We additionally are in the process of incorporating the documentation generation as part of the build process so that the most recent version is always available.

On top of that we use Team Foundation Server, so we use the available wikis, discussion boards, and other features of the Team Project in Sharepoint to collaborate and share information.

joseph.ferris
+3  A: 

Best practice: use a wiki for project documentation.

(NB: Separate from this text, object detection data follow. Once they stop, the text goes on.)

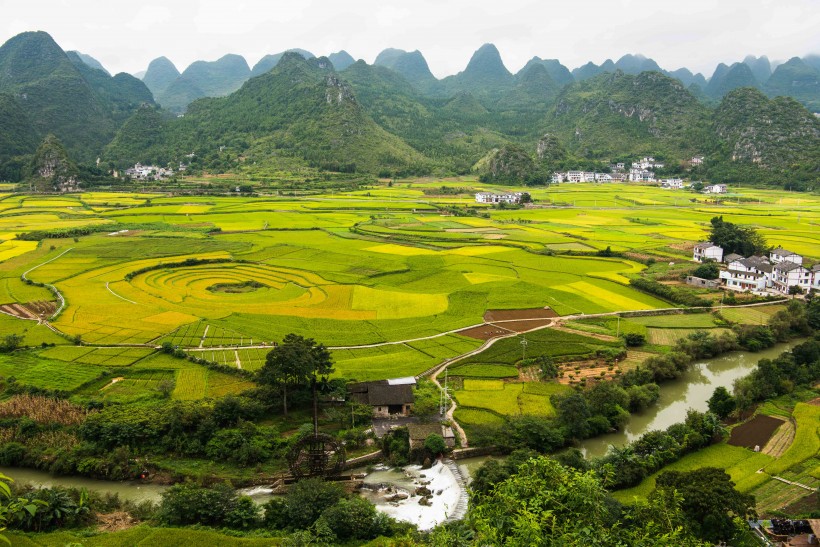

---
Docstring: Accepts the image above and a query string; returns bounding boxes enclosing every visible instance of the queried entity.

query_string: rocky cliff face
[31,135,80,192]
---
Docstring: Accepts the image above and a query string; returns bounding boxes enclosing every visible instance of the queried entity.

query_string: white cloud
[0,0,820,77]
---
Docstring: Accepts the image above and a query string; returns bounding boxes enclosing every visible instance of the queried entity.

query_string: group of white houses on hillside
[475,192,526,204]
[692,241,820,294]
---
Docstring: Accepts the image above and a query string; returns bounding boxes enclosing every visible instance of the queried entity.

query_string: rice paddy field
[0,180,820,394]
[614,400,820,515]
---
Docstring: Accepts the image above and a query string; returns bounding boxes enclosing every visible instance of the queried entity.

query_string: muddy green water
[581,340,802,458]
[0,340,802,502]
[0,467,168,503]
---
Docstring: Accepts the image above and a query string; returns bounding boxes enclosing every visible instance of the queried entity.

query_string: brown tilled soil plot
[484,308,558,323]
[729,415,783,449]
[0,300,57,319]
[497,319,552,332]
[457,324,511,340]
[761,422,794,458]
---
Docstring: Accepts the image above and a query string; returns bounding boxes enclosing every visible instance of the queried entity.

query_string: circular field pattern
[118,263,448,320]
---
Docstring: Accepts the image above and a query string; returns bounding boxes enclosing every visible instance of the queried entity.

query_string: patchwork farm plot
[0,186,820,404]
[615,403,820,514]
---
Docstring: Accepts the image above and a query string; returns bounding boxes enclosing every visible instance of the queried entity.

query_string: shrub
[424,433,447,456]
[320,496,389,541]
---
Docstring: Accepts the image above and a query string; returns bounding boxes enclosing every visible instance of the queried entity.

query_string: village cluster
[121,163,186,181]
[552,156,726,194]
[689,241,820,294]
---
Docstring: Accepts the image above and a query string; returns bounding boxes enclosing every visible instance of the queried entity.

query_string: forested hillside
[0,32,820,188]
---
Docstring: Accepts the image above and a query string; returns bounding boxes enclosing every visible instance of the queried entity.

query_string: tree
[623,332,646,348]
[708,386,735,418]
[692,260,720,279]
[424,433,447,456]
[467,457,700,547]
[320,496,390,541]
[709,216,766,256]
[653,467,755,543]
[0,334,23,353]
[257,334,333,416]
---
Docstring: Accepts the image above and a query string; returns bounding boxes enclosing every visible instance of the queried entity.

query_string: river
[0,340,802,528]
[581,340,803,458]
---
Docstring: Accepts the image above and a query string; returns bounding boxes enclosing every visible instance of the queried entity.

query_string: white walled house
[772,261,812,294]
[661,179,683,190]
[703,184,729,194]
[720,260,772,291]
[769,247,803,265]
[692,241,723,262]
[567,171,584,182]
[629,169,655,182]
[475,192,524,203]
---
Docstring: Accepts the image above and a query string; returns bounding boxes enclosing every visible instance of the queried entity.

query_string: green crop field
[0,185,820,414]
[646,327,731,346]
[614,403,820,513]
[455,378,571,423]
[766,403,820,475]
[613,443,772,503]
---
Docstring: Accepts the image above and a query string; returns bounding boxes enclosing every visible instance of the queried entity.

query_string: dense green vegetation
[0,33,820,189]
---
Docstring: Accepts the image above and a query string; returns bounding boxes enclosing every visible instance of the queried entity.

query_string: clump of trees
[257,334,333,416]
[732,337,820,415]
[462,457,702,547]
[698,215,766,256]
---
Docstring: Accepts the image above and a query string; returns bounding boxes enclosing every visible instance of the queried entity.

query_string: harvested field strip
[646,327,731,346]
[765,403,820,475]
[484,308,558,323]
[728,415,783,449]
[761,421,794,458]
[172,368,207,400]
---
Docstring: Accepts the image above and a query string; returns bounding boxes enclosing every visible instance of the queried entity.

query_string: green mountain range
[0,32,153,164]
[0,33,820,191]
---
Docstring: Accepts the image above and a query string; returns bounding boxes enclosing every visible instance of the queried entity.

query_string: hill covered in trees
[0,32,820,188]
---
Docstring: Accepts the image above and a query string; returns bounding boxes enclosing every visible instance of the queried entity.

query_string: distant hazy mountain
[764,57,820,112]
[713,88,820,176]
[704,63,760,99]
[743,55,772,85]
[572,59,615,82]
[803,55,820,71]
[516,57,575,87]
[441,44,514,95]
[157,54,251,113]
[181,54,251,97]
[251,47,314,78]
[327,50,356,70]
[0,32,820,188]
[66,51,111,76]
[109,52,428,172]
[373,48,438,92]
[142,57,179,97]
[547,71,708,158]
[615,54,661,74]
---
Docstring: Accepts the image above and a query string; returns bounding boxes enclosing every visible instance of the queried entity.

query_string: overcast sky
[0,0,820,78]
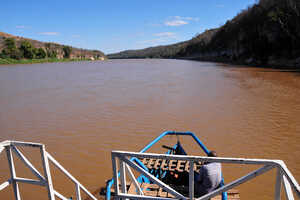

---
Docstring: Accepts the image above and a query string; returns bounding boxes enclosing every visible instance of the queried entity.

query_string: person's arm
[197,166,204,183]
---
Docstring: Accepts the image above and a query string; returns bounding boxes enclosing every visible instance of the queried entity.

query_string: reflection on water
[0,60,300,199]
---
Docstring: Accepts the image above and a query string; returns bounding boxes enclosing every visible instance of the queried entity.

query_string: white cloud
[174,16,199,22]
[165,16,199,26]
[71,34,80,38]
[165,19,188,26]
[153,32,176,38]
[39,32,59,36]
[16,25,26,29]
[138,38,167,45]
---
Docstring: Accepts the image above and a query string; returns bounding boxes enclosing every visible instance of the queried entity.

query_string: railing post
[275,167,282,200]
[75,183,81,200]
[120,160,126,194]
[111,154,119,196]
[40,145,55,200]
[5,146,21,200]
[282,175,294,200]
[189,160,195,199]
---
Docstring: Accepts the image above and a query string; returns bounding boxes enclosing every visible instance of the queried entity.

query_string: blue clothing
[195,163,222,196]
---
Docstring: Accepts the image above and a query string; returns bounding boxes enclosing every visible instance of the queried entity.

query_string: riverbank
[0,58,105,65]
[178,55,300,70]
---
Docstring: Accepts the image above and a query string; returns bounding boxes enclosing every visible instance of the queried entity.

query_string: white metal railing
[0,141,97,200]
[112,151,300,200]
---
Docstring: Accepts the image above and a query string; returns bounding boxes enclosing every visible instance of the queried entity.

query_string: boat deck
[105,183,240,200]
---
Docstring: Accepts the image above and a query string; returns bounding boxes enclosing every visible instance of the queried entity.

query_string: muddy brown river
[0,59,300,200]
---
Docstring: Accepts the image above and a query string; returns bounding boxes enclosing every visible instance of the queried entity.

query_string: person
[194,151,222,196]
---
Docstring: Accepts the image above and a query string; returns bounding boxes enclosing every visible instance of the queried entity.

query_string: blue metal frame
[106,131,227,200]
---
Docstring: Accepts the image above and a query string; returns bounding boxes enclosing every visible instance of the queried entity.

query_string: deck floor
[128,183,240,200]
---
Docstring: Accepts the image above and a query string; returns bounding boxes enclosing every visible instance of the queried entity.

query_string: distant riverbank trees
[0,38,72,60]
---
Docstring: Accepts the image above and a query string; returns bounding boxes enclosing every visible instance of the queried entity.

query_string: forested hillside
[109,0,300,67]
[0,32,106,60]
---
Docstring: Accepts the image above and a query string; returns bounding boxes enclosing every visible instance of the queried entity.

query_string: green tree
[1,38,21,59]
[63,46,72,58]
[20,40,35,59]
[35,48,46,59]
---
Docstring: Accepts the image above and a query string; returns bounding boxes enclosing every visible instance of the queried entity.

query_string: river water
[0,59,300,199]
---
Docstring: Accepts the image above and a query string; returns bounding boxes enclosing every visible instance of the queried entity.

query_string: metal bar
[15,177,47,186]
[75,183,81,200]
[0,140,11,147]
[119,155,186,199]
[278,160,300,198]
[12,146,45,181]
[119,160,127,194]
[140,131,170,153]
[112,151,280,166]
[197,165,274,200]
[0,146,5,153]
[140,131,210,154]
[275,168,282,200]
[40,145,55,200]
[10,141,44,147]
[189,161,195,199]
[0,179,11,191]
[125,165,144,195]
[111,155,120,195]
[46,152,97,200]
[282,175,294,200]
[118,194,171,200]
[5,146,21,200]
[54,190,70,200]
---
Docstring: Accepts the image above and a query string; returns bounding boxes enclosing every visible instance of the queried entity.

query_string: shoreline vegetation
[0,32,107,65]
[107,0,300,68]
[0,58,103,65]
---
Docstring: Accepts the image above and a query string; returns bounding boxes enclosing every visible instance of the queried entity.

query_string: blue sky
[0,0,256,53]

Wiki's have specific features for multiple people - change history, comments/talk, recent activity/updates page. Perhaps most importantly, wiki's tend to make updates easier, so the documentation is more likely be up-to-date given the usual time-pressure.

Peter Hilton
+2  A: 

Code reviews help tremendously. It will help you figure out where your documentation needs to be improved if it's lacking.

Jason Baker
A: 

It varies for us. Usually there's some form of Javadoc-esque system involved for API documentation - Luadoc for Lua code, or Doxygen for C/C++ sources (those are our two big technologies). We also have a wiki for documenting ideas, goals, timelines, etc. But since we're only a very small handful of developers, it's not difficult for us to stay on the same page, since our jobs overlap so much.

Sean Edwards
+4  A: 

Project Documentation really isn't all that hard. It's just an alien thing to many developers. Thankfully for me before I took my degree in Computer Science I trained in Computing, involving such things like Project Management and Quality Control. The problem with documentation is that it is not coding. Programmers are paid to think and program. To most programmers documentation is writing about a business project, something that is boring.

First of all, decide which standardised documents you'll be using and who needs to write what. Secondly, ensure that developers write and keep hold of all information that they use. From then on the documentation has already crudely written itself. Of course with many methodologies there is documentation that needs sorting out before you begin (Project Initiation Documents and the like) but you have people on staff that are capable of writing whilst they have free time so give it to them! As long as developers keep notes you'll have no trouble with getting content for your documentation. Formalising this information will not take that long.

Next time you're coding, leave a text file open or pick up a piece of paper and jot down what you've been up to. Given ten minutes at the end of the day you can easily recall what you've been up to and write that stuff up.